Officers honored for protecting federal witness

PRESQUE ISLE — Two Aroostook County law enforcement officers have been honored for protecting a Stockholm man who was a star witness in a federal case that put a man behind bars in Massachusetts last year.

Theodore St. Pierre of Caribou, an Aroostook County deputy sheriff, and State Trooper Kim Espling of Woodland protected Andrew Gerakaris of Stockholm who testified in Boston against his estranged wife’s father, former Rep. Nicholas Mavroules, D-Mass.

Espling, 39, and St. Pierre, 43, were presented with plaques last month at the state police barracks in Houlton and cited by the FBI for their help in a “very complex and sensitive investigation.”
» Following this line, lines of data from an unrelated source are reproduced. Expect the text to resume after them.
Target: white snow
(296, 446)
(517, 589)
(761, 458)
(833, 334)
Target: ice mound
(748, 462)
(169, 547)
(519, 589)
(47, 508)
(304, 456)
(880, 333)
In a plea bargain involving charges of racketeering and tax evasion, Mavroules was sentenced in June to two years in a federal penitentiary, said St. Pierre.

Gerakaris, along with Beverly Pickett, a trustee of the Gerakaris farm in Stockholm, and two young girls were guarded from September 1991 to December 1992 when they were taken into the federal witness protection program before Gerakaris testified.

Gerakaris, a former Massachusetts probation and parole officer, moved to his father’s farm in Stockholm four years earlier to raise sheep and beef cattle and sell hay.

In 1990, Gerakaris’ estranged wife in Massachusetts claimed there were illegal guns and drugs at the farm. In 1991, police from Peabody, Mass., sent a search warrant to Aroostook County based on her 10-month-old allegations.

The request for the search was denied by the Aroostook County District Attorney’s Office on grounds that the information was too old, said St. Pierre.

Gerakaris never had drugs at the farm, said St. Pierre. The officer believes the charges to be a ploy by his wife’s family to discredit Gerakaris’ credibility as a witness.

By that time anyway, the protection wheels were in motion, according to St. Pierre.

“The FBI was involved and had done a search and … I was in the house and doing daily searches of the property,” said St. Pierre. “Gerakaris was taken into the witness protection program when we felt we couldn’t do a good job of protecting him anymore. It was getting to the point where we were worried. There was a lot of criminal activity involving threatening talk against him and we decided to put him in the program.”

St. Pierre said he regularly hears from Gerakaris who is still in the witness protection program. He said the government has given him a new identity and relocated him.

“They will take him anywhere he wants to go,” said the deputy. “But I think he just wants to be left alone.”